From: "Liu, Changcheng" <changcheng.liu@intel.com>
To: Doug Ledford <dledford@redhat.com>, tom@talpey.com
Cc: linux-rdma@vger.kernel.org
Subject: Re: CX314A WCE error: WR_FLUSH_ERR
Date: Thu, 22 Aug 2019 23:01:54 +0800 [thread overview]
Message-ID: <20190822150154.GA27163@jerryopenix> (raw)
In-Reply-To: <0ce34055454c68cf9089e9e742b04397419a6309.camel@redhat.com>
Thanks Doug Ledford & Tom.
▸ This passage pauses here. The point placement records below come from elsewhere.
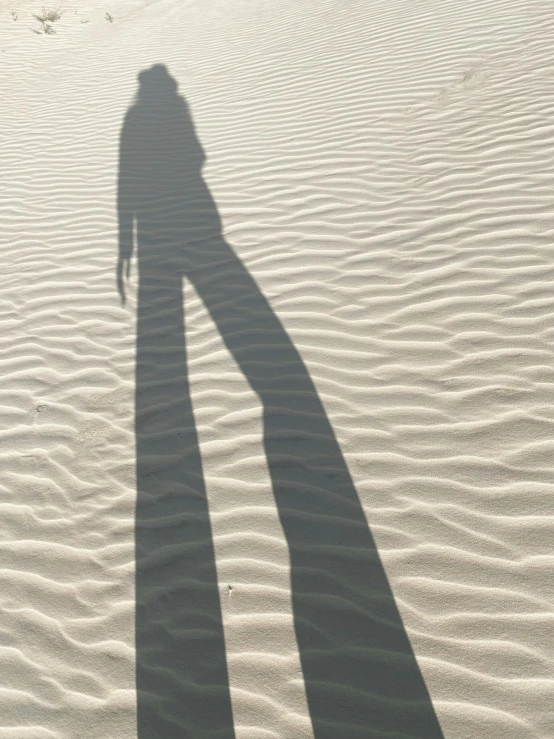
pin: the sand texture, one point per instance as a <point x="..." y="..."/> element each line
<point x="276" y="350"/>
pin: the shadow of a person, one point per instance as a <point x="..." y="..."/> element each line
<point x="361" y="676"/>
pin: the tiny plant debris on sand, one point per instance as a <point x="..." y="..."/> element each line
<point x="46" y="18"/>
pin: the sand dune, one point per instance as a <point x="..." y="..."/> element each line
<point x="380" y="174"/>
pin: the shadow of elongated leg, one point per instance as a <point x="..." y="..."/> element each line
<point x="182" y="681"/>
<point x="362" y="678"/>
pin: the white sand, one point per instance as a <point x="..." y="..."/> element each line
<point x="383" y="170"/>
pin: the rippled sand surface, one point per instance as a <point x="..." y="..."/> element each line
<point x="383" y="170"/>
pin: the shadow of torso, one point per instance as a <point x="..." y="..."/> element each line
<point x="361" y="676"/>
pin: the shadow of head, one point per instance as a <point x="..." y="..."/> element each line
<point x="156" y="85"/>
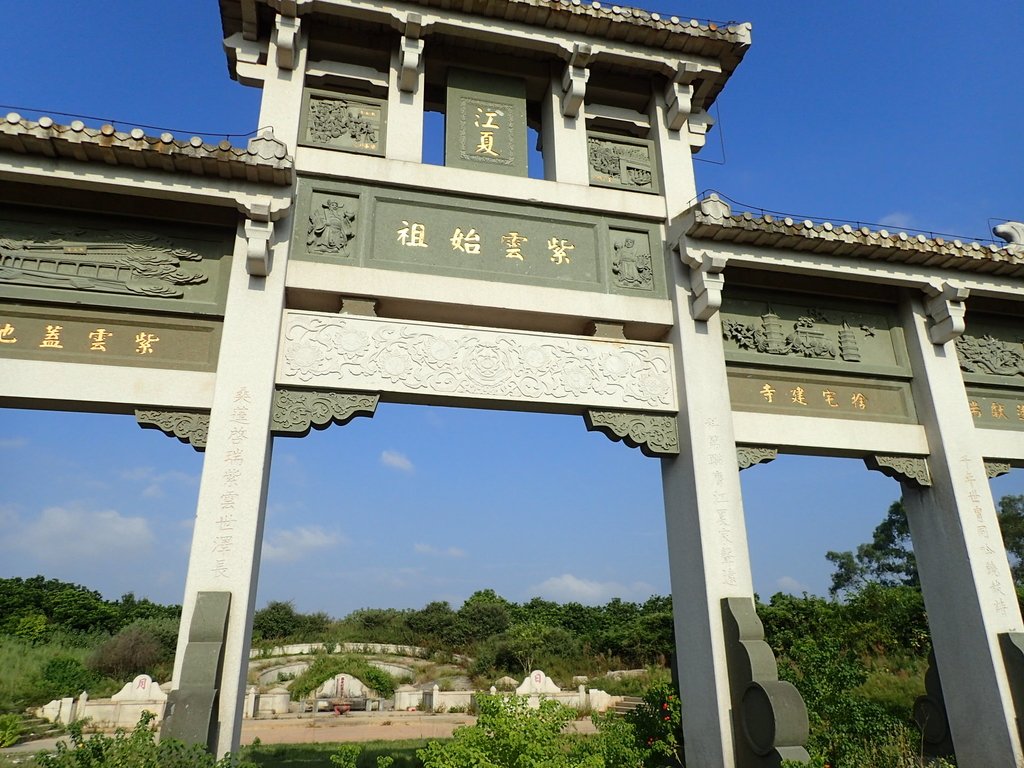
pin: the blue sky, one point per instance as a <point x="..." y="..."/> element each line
<point x="878" y="113"/>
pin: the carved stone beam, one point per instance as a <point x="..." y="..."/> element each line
<point x="748" y="456"/>
<point x="286" y="38"/>
<point x="769" y="716"/>
<point x="995" y="469"/>
<point x="945" y="308"/>
<point x="260" y="215"/>
<point x="188" y="426"/>
<point x="297" y="411"/>
<point x="574" y="80"/>
<point x="909" y="469"/>
<point x="707" y="282"/>
<point x="654" y="434"/>
<point x="411" y="54"/>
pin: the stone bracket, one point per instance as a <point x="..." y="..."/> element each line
<point x="192" y="709"/>
<point x="574" y="80"/>
<point x="286" y="40"/>
<point x="909" y="469"/>
<point x="748" y="456"/>
<point x="188" y="426"/>
<point x="297" y="411"/>
<point x="769" y="716"/>
<point x="411" y="54"/>
<point x="930" y="714"/>
<point x="995" y="469"/>
<point x="707" y="282"/>
<point x="654" y="434"/>
<point x="945" y="309"/>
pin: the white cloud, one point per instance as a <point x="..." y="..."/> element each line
<point x="567" y="588"/>
<point x="289" y="545"/>
<point x="396" y="460"/>
<point x="62" y="532"/>
<point x="792" y="586"/>
<point x="426" y="549"/>
<point x="897" y="220"/>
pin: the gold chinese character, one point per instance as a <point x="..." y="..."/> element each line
<point x="52" y="338"/>
<point x="413" y="236"/>
<point x="513" y="245"/>
<point x="558" y="248"/>
<point x="98" y="340"/>
<point x="144" y="342"/>
<point x="466" y="242"/>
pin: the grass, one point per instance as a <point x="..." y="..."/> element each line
<point x="318" y="756"/>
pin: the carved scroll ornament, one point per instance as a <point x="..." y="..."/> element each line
<point x="192" y="427"/>
<point x="297" y="411"/>
<point x="654" y="434"/>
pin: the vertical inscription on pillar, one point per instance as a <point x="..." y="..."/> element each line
<point x="720" y="499"/>
<point x="230" y="476"/>
<point x="992" y="570"/>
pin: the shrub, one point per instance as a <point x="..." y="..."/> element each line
<point x="10" y="729"/>
<point x="135" y="750"/>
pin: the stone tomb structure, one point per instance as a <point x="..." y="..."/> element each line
<point x="225" y="295"/>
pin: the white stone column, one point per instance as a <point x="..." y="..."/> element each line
<point x="709" y="559"/>
<point x="965" y="577"/>
<point x="228" y="530"/>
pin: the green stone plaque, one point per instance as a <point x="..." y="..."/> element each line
<point x="623" y="162"/>
<point x="994" y="409"/>
<point x="796" y="393"/>
<point x="485" y="123"/>
<point x="58" y="257"/>
<point x="108" y="338"/>
<point x="337" y="121"/>
<point x="464" y="237"/>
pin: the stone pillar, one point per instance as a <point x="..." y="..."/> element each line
<point x="965" y="577"/>
<point x="228" y="529"/>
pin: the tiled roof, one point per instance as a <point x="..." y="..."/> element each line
<point x="265" y="160"/>
<point x="713" y="219"/>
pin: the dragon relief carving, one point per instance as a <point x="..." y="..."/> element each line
<point x="620" y="163"/>
<point x="807" y="339"/>
<point x="332" y="227"/>
<point x="121" y="262"/>
<point x="338" y="121"/>
<point x="986" y="354"/>
<point x="631" y="263"/>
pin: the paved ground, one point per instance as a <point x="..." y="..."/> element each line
<point x="355" y="726"/>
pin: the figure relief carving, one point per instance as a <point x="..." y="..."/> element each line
<point x="807" y="338"/>
<point x="621" y="163"/>
<point x="345" y="123"/>
<point x="332" y="227"/>
<point x="190" y="427"/>
<point x="371" y="354"/>
<point x="120" y="262"/>
<point x="654" y="434"/>
<point x="986" y="354"/>
<point x="631" y="263"/>
<point x="298" y="411"/>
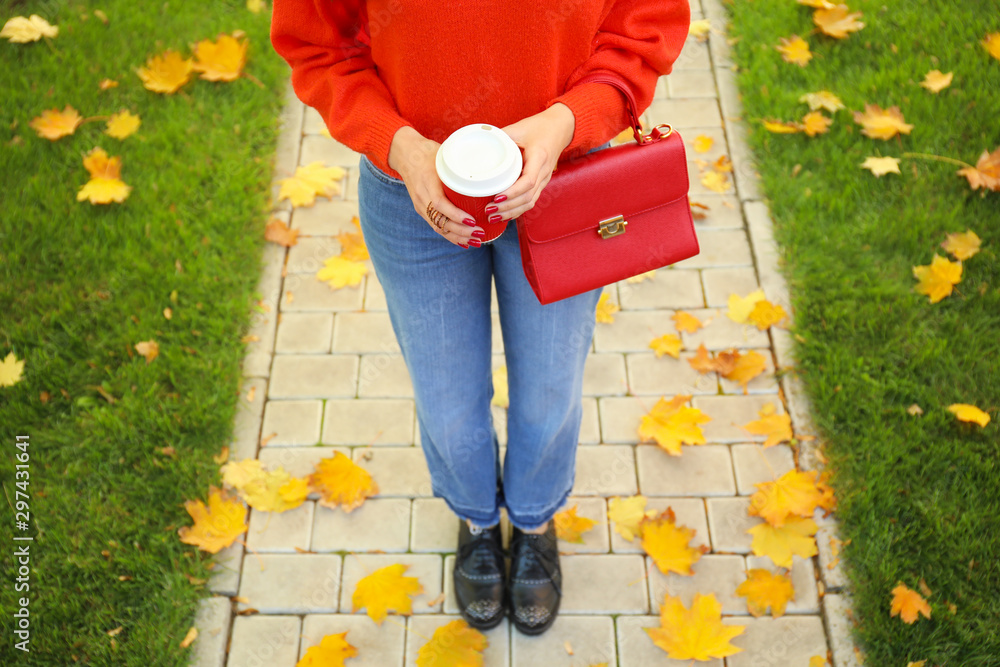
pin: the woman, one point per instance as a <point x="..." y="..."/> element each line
<point x="392" y="79"/>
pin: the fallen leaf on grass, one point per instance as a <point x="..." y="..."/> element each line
<point x="53" y="124"/>
<point x="762" y="589"/>
<point x="837" y="22"/>
<point x="795" y="538"/>
<point x="986" y="173"/>
<point x="696" y="633"/>
<point x="627" y="514"/>
<point x="669" y="545"/>
<point x="221" y="60"/>
<point x="570" y="527"/>
<point x="671" y="424"/>
<point x="340" y="481"/>
<point x="938" y="279"/>
<point x="794" y="50"/>
<point x="962" y="246"/>
<point x="453" y="645"/>
<point x="11" y="370"/>
<point x="165" y="72"/>
<point x="936" y="81"/>
<point x="881" y="123"/>
<point x="969" y="413"/>
<point x="105" y="184"/>
<point x="880" y="166"/>
<point x="331" y="651"/>
<point x="606" y="309"/>
<point x="338" y="272"/>
<point x="218" y="525"/>
<point x="386" y="589"/>
<point x="908" y="605"/>
<point x="122" y="125"/>
<point x="20" y="30"/>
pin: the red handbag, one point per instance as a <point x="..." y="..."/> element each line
<point x="610" y="214"/>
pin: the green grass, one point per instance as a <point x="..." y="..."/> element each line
<point x="81" y="284"/>
<point x="919" y="495"/>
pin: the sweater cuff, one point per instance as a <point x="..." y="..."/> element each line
<point x="600" y="115"/>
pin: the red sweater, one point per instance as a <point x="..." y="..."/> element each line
<point x="372" y="67"/>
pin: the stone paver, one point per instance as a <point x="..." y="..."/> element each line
<point x="323" y="374"/>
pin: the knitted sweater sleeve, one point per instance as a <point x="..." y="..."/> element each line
<point x="328" y="48"/>
<point x="639" y="40"/>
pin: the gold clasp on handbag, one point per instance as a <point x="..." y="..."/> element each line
<point x="612" y="226"/>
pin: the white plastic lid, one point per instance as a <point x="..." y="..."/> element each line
<point x="478" y="161"/>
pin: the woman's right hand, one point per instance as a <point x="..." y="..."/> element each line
<point x="412" y="156"/>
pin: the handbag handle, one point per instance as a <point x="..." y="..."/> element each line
<point x="659" y="132"/>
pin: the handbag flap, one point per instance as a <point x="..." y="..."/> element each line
<point x="625" y="180"/>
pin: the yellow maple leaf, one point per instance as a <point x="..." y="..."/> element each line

I've found that QP is force switched into
Error status to flush outstandting WQEs into CQ with WR_FLUSH_ERR
status.
On 14:47 Wed 21 Aug, Doug Ledford wrote:
> On Wed, 2019-08-21 at 23:38 +0800, Liu, Changcheng wrote:
> > On 09:36 Wed 21 Aug, Tom Talpey wrote:
> > > On 8/21/2019 8:09 AM, Liu, Changcheng wrote:
> > > > Hi all,
> > > > In one system, it always frequently hit "IBV_WC_WR_FLUSH_ERR"
> > > > in the WCE(work completion element) polled from completion queue
> > > > bound with RQ(Receive Queue).
> > > > Does anyone has some idea to debug "IBV_WC_WR_FLUSH_ERR"
> > > > problem?
> > > >
> > > > With CX314A/40Gb NIC, I hit this error when using RC transport
> > > > type with only Send Operation(IBV_WR_SEND) WR(work request) on
> > > > SQ(Send Queue).
> > > > Every WR only has one SGE(scatter/gather element) and all the
> > > > SGE on RQ has the same size. The SGE size in SQ WR is not greater
> > > > than the SGE size in RQ WR.
> > > >
> > > > There’s one explanation about IBV_WC_WR_FLUSH_ERR on page 114
> > > > in the "RDMA Aware Networks Programming User Manual"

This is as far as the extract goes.